DIVERTIMENTO NEL GIOCARE NELLE NUOVE GENERAZIONI- "Divertirsi penso si divertano. Magari non sai che tipo di consapevolezza possano avere del fatto di giocare in Serie A, rappresentando questo o quel club e tifoseria. Perché è un calcio completamente diverso, lontano dalle scelte e dai valori con i quali siamo cresciuti. E non so se questa sia una fortuna o meno".

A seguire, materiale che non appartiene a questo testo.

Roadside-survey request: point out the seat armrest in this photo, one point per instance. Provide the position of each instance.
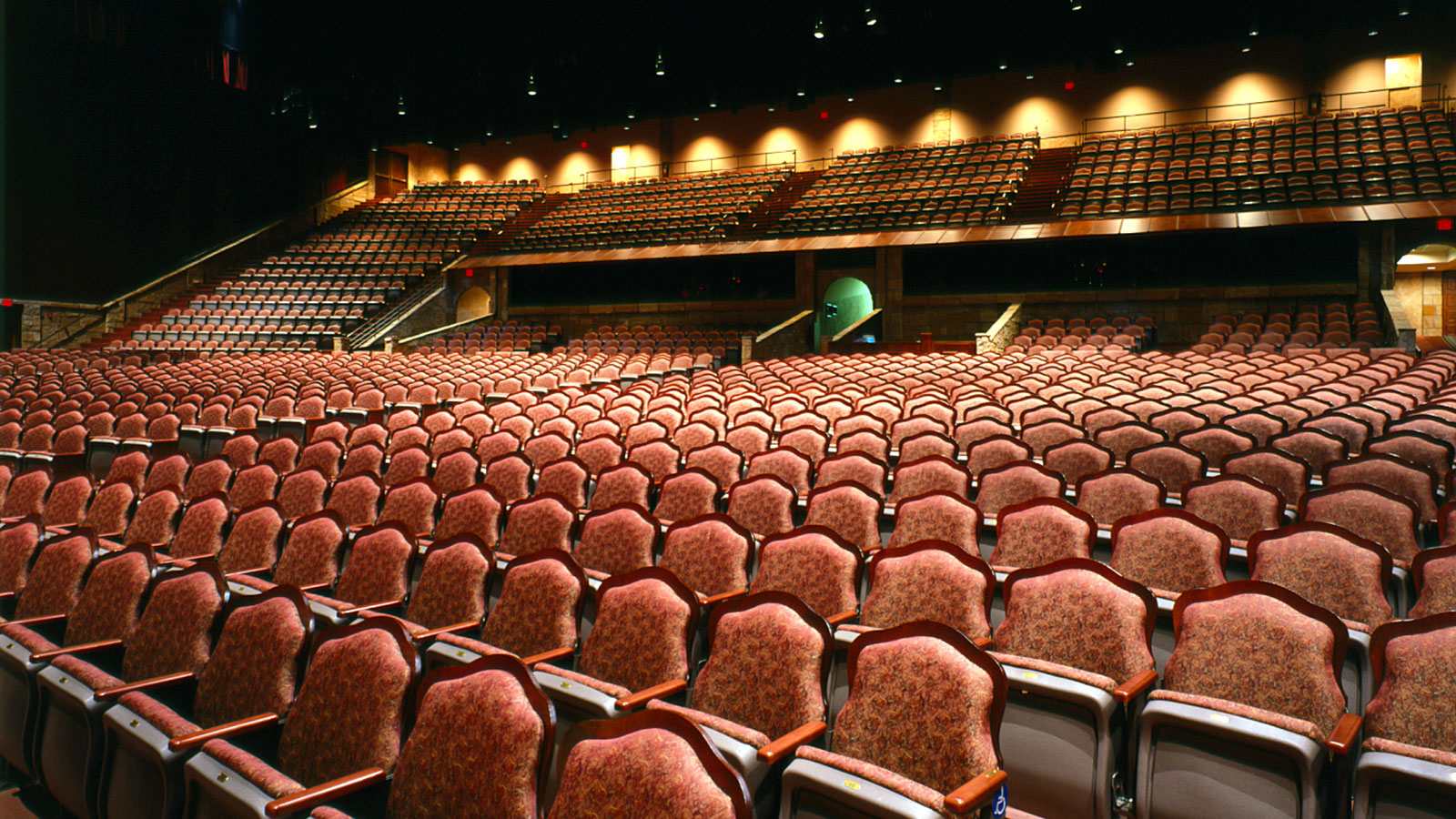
(370, 606)
(226, 731)
(976, 792)
(657, 691)
(790, 742)
(450, 629)
(1136, 687)
(1346, 733)
(82, 649)
(309, 799)
(145, 685)
(548, 656)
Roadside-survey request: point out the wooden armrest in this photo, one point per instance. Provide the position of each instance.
(1346, 733)
(309, 799)
(546, 656)
(145, 683)
(657, 691)
(976, 792)
(371, 606)
(226, 731)
(717, 599)
(786, 743)
(82, 649)
(450, 629)
(38, 620)
(1136, 687)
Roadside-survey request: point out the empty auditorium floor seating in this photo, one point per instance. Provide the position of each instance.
(1347, 157)
(443, 519)
(689, 207)
(339, 276)
(944, 184)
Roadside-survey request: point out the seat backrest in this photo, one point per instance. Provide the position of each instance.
(1169, 551)
(353, 704)
(644, 630)
(542, 596)
(1259, 646)
(931, 581)
(1081, 614)
(1329, 566)
(917, 680)
(813, 562)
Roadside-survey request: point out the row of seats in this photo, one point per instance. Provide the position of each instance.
(1346, 157)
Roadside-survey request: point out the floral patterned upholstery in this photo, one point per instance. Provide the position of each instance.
(1016, 482)
(1116, 494)
(990, 453)
(349, 710)
(451, 586)
(1077, 618)
(659, 458)
(378, 569)
(1040, 532)
(686, 494)
(208, 477)
(1171, 465)
(407, 465)
(175, 629)
(356, 500)
(543, 522)
(708, 554)
(302, 493)
(26, 494)
(640, 636)
(1370, 513)
(458, 471)
(1237, 504)
(652, 773)
(501, 751)
(312, 552)
(18, 542)
(762, 504)
(917, 709)
(1169, 552)
(69, 500)
(201, 530)
(1256, 651)
(55, 583)
(254, 540)
(788, 465)
(926, 475)
(618, 540)
(626, 482)
(412, 504)
(812, 566)
(155, 518)
(926, 584)
(763, 671)
(1411, 705)
(1325, 567)
(111, 602)
(854, 467)
(849, 511)
(254, 486)
(720, 460)
(538, 608)
(472, 511)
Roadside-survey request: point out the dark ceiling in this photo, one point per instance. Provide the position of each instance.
(463, 69)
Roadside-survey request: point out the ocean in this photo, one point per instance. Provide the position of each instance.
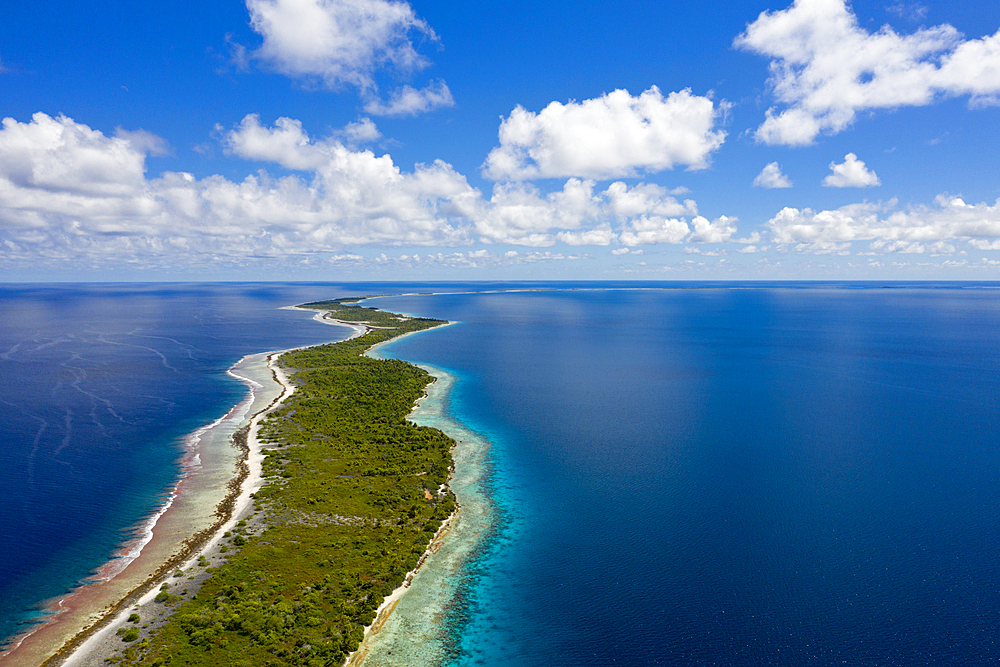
(710, 474)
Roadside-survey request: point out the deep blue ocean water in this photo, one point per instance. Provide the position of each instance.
(721, 475)
(98, 386)
(791, 475)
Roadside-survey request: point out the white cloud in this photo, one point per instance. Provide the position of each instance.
(771, 177)
(615, 135)
(919, 229)
(68, 192)
(338, 41)
(653, 229)
(719, 230)
(145, 142)
(362, 131)
(825, 68)
(851, 173)
(407, 101)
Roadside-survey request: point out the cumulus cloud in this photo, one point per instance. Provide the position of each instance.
(76, 186)
(337, 42)
(145, 142)
(407, 101)
(615, 135)
(771, 177)
(719, 230)
(362, 131)
(851, 173)
(825, 68)
(919, 229)
(68, 191)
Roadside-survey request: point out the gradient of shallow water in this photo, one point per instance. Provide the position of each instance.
(728, 476)
(99, 385)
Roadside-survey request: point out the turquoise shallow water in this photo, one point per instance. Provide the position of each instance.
(732, 474)
(777, 475)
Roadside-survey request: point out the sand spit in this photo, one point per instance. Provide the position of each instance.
(206, 502)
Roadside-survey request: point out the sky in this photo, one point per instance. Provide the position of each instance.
(386, 140)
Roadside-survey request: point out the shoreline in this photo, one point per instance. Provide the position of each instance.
(171, 537)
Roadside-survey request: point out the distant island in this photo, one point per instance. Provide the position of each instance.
(351, 498)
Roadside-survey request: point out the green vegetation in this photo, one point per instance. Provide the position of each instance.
(353, 495)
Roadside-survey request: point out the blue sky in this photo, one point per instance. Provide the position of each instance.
(372, 139)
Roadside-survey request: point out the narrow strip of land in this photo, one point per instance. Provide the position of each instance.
(351, 495)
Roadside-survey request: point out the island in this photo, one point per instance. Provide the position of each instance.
(351, 499)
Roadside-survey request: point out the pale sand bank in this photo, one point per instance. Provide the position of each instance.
(186, 526)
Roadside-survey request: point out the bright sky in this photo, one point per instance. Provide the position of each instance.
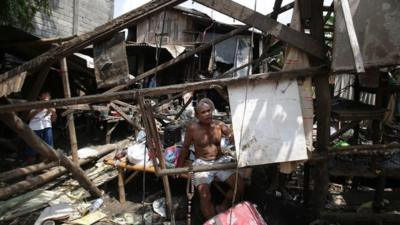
(263, 6)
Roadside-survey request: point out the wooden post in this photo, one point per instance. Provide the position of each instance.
(34, 93)
(121, 186)
(24, 132)
(323, 112)
(153, 142)
(70, 117)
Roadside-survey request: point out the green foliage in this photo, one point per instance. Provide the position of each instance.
(21, 12)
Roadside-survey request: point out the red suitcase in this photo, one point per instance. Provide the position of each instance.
(243, 213)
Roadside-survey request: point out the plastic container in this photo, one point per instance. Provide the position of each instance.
(96, 205)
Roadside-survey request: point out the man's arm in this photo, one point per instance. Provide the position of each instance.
(185, 148)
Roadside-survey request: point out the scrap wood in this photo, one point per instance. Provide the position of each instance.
(125, 165)
(23, 171)
(134, 94)
(68, 191)
(52, 174)
(90, 218)
(25, 133)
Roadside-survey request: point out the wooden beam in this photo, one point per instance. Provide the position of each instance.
(84, 40)
(25, 133)
(361, 148)
(40, 42)
(153, 142)
(126, 117)
(133, 94)
(70, 117)
(322, 113)
(297, 39)
(178, 59)
(360, 218)
(19, 172)
(37, 86)
(191, 53)
(33, 182)
(343, 130)
(121, 186)
(221, 166)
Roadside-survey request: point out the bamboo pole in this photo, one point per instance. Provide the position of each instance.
(134, 94)
(19, 172)
(70, 117)
(127, 166)
(180, 170)
(126, 117)
(121, 186)
(323, 112)
(156, 142)
(24, 132)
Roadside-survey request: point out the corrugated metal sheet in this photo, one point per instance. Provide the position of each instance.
(110, 62)
(378, 32)
(12, 85)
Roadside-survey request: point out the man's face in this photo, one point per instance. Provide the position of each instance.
(204, 114)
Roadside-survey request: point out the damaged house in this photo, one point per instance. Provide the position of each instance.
(312, 105)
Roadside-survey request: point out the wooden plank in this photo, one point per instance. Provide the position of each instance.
(133, 94)
(25, 133)
(31, 183)
(70, 117)
(121, 186)
(297, 39)
(126, 117)
(322, 113)
(110, 61)
(360, 218)
(84, 40)
(221, 166)
(154, 138)
(178, 59)
(37, 86)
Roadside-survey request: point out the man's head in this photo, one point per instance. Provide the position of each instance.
(45, 96)
(204, 110)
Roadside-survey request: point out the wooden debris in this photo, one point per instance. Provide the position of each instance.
(16, 124)
(70, 117)
(54, 173)
(133, 94)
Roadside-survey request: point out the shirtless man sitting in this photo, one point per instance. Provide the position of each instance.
(206, 136)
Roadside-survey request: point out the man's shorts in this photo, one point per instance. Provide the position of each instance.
(207, 177)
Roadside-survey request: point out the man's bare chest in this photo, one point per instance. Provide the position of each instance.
(207, 136)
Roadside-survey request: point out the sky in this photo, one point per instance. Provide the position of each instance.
(263, 6)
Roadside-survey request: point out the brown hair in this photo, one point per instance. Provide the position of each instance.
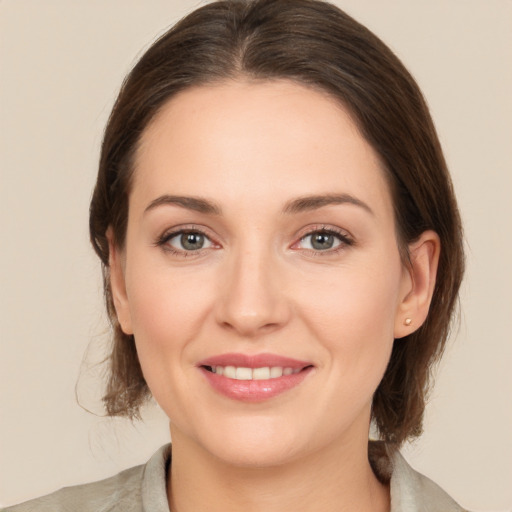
(313, 43)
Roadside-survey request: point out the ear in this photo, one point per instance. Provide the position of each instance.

CONSAPEVOLEZZA- "Per me giocare in Serie A e indossare la maglia della Juve, come quella del Parma, rappresentava un riscatto. Non un riscatto sociale, un riscatto esistenziale, perché avvicinarmi a certi giocatori che mi avevano ispirato da piccolo, entrare in certi stadi, mi faceva accapponare la pelle. Io ho sempre avuto coscienza di quello che stavo vivendo e una certa incoscienza di quello che sono stato e che ho rappresentato per il calcio, sono sempre stato sereno e ho sempre pensato di avere una fortuna incredibile di giocare con certi calciatori. Adesso temo che il discorso esistenziale sia diverso, con i social, un giovane calciatore si sente già centrale nel mondo, le centinaia di migliaia o i milioni di follower lo rassicurano sul fatto che il mondo sa che esiste e che sa qualcosa di lui. Forse questo può rendere le nuove generazioni più appagate, tuttavia manca la voglia di andare in profondità".

MONDIALI- "Presto per parlarne! Siamo ancora lontani ma secondo me la gente deve ancora metabolizzare lo spauracchio dello spareggio e degli spareggi poco fortunati da cui venivamo. Ma poi è sempre stato così: l'Italia accende l'entusiasmo nel momento in cui si inizia a giocare".